Farofa de ovo
Já era perto da meia noite. Estava cansado e dava por terminada a rotina de estudo daquele dia. O vazio da fome assolava meu estômago. Descobrira um único e solitário ovo na quase vazia prateleira da geladeira. Daí a ideia de preparar uma farofa de ovo. Busquei o apoio de meu irmão mais novo para reforçar o pedido à dona da casa, nossa mãe. Sem o seu consentimento não ousaríamos mexer no conteúdo da geladeira. Família grande combinada com poucos recursos financeiros exigia pulso forte de minha mãe no gerenciamento dos parcos suprimentos alimentares da casa. Aprovado o uso do ovo, com a participação de meu irmão na partilha da empreitada, restava-nos apenas o preparo da guloseima. De início pretendia comandar a operação de fritura do ovo e posterior preparo da farofa. Meu irmão, embora mais moço, com sua costumeira liderança e autoconfiança, convenceu-me a aceitar tarefa secundária de “peneirador da farinha”. A ele caberia a nobre função de fritar o ovo na caçarola. Num átimo passou de colaborador a protagonista. A farinha que dispúnhamos era de segunda, necessitando “peneiragem” para obtenção de um produto de melhor qualidade. Assim, de costas para o fogão e para o mano que cuidava da fritura do ovo, quedei-me junto à bancada da pia, concentrado em minha tarefa de preparo da farinha, com a natural insalivação, qual uma grávida em momentos de incontrolável desejo.

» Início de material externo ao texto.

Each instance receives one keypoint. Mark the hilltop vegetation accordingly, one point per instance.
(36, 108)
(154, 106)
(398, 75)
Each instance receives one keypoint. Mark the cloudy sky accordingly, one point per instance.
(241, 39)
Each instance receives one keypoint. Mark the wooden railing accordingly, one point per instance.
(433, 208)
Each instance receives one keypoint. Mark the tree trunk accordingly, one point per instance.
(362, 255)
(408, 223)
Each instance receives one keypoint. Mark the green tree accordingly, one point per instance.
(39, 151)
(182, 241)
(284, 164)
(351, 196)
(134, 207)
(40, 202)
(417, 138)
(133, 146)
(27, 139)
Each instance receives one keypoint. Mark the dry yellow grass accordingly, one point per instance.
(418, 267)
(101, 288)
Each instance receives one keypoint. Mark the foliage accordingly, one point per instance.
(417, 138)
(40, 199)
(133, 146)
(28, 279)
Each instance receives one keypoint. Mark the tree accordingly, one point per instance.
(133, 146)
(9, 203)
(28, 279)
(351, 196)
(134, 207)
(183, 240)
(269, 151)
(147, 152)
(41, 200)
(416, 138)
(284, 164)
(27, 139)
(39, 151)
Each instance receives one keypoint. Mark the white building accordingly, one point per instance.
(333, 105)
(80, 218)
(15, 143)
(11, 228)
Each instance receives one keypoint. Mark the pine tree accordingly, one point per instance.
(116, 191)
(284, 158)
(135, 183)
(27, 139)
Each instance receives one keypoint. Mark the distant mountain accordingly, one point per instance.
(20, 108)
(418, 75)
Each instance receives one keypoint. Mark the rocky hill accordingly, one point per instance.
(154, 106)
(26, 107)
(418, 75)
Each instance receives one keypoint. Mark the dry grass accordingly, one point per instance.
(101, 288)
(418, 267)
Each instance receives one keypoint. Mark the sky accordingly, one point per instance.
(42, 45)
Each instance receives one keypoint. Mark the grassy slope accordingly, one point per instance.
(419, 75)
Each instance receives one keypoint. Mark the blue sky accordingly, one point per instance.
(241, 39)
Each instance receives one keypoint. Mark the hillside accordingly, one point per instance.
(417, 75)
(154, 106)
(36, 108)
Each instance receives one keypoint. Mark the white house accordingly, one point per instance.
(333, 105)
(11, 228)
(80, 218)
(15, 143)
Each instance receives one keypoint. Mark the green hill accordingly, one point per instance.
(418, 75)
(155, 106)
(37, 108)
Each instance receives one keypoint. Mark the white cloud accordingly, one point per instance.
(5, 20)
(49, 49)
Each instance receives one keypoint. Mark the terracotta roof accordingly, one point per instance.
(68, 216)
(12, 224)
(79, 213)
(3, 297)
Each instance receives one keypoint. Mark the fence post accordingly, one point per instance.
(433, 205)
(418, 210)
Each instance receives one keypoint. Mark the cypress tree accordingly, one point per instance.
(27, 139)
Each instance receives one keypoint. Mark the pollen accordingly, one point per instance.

De repente, não mais que de repente, o anúncio do desastre. A incompetência, a inabilidade, a inaptidão, a imperícia e, por fim, o destrambelho do mestre cuca puseram por terra, ou melhor dizendo, no chão da cozinha, sem qualquer possibilidade de resgate, o conteúdo do tão desejado ovo. Fiquei feito um babaca com a peneira na mão numa situação ridícula diante do olhar gozador do outro irmão, espectador privilegiado do desastre ocorrido. Ao final a gozação maior pairou sobre minha figura babaca de vítima. O protagonista do desastre fora a um só tempo vítima e algoz, o que de certa forma o excluiu, em parte, da gozação.
Assim, dormi com fome e devo ter sonhado com dúzias de ovos e fartura de farinha de boa qualidade a alimentar minha fome crônica.
Ao escrever esta singela história revivo, com muita nostalgia, momentos preciosos de minha vida, já bastante esmaecidos pelas brumas do tempo.